AI tool reveals single-cell structure of chromosomes in 3D

Jun 2, 2025 | General news

An example of 3D modeling generated by new AI tool. Credit: Yanli Wang
An example of 3D modeling generated by new AI tool. Credit: Yanli Wang

In a leap forward for genetic and biomedical research, two scientists at the University of Missouri have developed a powerful new artificial intelligence tool that can predict the 3D shape of chromosomes inside individual cells, helping researchers gain a new view of how our genes work.Historically, scientists have relied on data that averaged results from millions of cells at once.
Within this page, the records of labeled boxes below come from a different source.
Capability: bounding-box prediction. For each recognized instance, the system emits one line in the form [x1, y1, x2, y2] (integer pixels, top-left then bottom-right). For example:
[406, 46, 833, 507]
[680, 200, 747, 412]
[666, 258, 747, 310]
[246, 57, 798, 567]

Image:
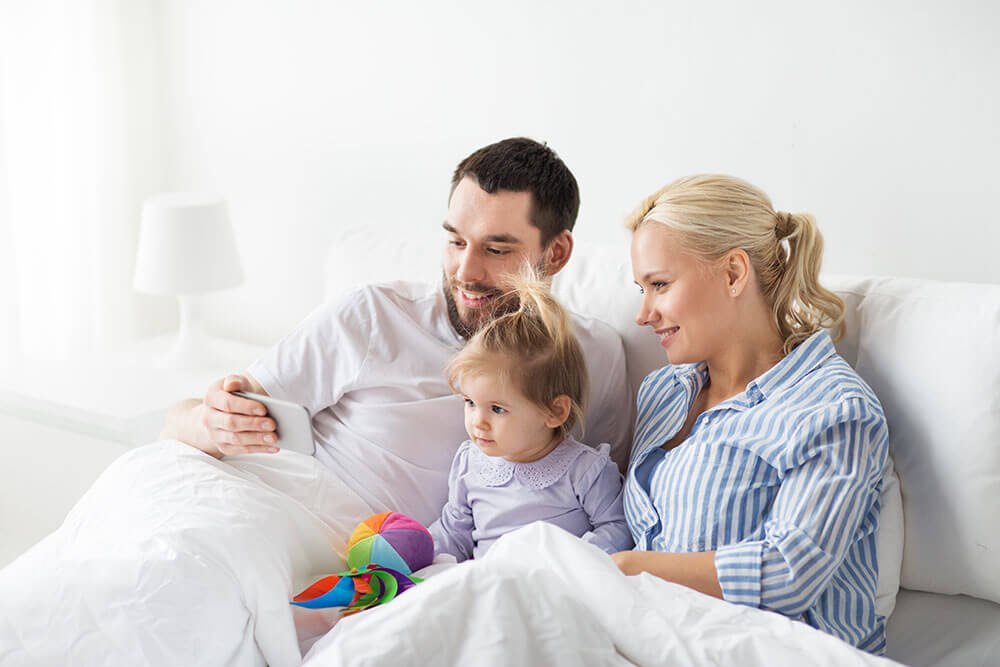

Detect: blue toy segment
[292, 577, 354, 609]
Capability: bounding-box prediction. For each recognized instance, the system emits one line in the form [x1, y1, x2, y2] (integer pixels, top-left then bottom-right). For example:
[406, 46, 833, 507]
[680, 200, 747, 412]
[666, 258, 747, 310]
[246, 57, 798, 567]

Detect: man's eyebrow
[441, 222, 521, 245]
[632, 269, 666, 285]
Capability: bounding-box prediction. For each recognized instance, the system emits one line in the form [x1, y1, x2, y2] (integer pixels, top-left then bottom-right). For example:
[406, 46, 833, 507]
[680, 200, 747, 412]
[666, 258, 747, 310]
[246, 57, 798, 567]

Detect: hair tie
[774, 211, 795, 241]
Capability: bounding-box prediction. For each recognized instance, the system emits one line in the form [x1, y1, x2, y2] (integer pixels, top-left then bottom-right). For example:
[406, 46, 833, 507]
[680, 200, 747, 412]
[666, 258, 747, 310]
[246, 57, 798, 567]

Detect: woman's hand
[611, 550, 722, 598]
[611, 551, 642, 576]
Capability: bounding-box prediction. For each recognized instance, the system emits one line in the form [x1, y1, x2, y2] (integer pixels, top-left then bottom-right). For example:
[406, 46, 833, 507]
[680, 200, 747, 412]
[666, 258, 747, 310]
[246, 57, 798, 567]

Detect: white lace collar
[469, 438, 584, 489]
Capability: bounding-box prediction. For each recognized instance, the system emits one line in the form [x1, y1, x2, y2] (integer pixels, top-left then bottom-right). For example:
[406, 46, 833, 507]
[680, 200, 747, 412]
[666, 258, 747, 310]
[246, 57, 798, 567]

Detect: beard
[441, 271, 519, 340]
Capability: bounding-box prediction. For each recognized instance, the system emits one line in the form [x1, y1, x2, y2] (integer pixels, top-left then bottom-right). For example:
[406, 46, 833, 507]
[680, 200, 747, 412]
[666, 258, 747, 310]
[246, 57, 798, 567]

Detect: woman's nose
[635, 297, 655, 327]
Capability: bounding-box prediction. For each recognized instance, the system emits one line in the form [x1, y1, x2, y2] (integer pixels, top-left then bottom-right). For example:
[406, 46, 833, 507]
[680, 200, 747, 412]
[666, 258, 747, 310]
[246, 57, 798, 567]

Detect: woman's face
[632, 222, 734, 364]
That makes it almost impossible to see the unique differences between individual cells. But the new AI model developed by Yanli Wang and Jianlin “Jack” Cheng at Mizzou’s College of Engineering changes that. Studying single cells is tricky because the data is often messy or incomplete. But the new AI tool is specially designed to work with those challenges. It’s smart enough to spot weak patterns in noisy data, and it knows how to estimate a chromosome’s 3D shape even when some information is missing. The team has made the software free and available to scientists around the world. That means researchers can now use it to better understand how genes function, how diseases start and how to design better treatments. The researchers now plan to improve the AI tool even further by expanding it to build the high-resolution structures of entire genomes. Their goal: to give scientists the clearest picture yet of the genetic blueprint inside our cells.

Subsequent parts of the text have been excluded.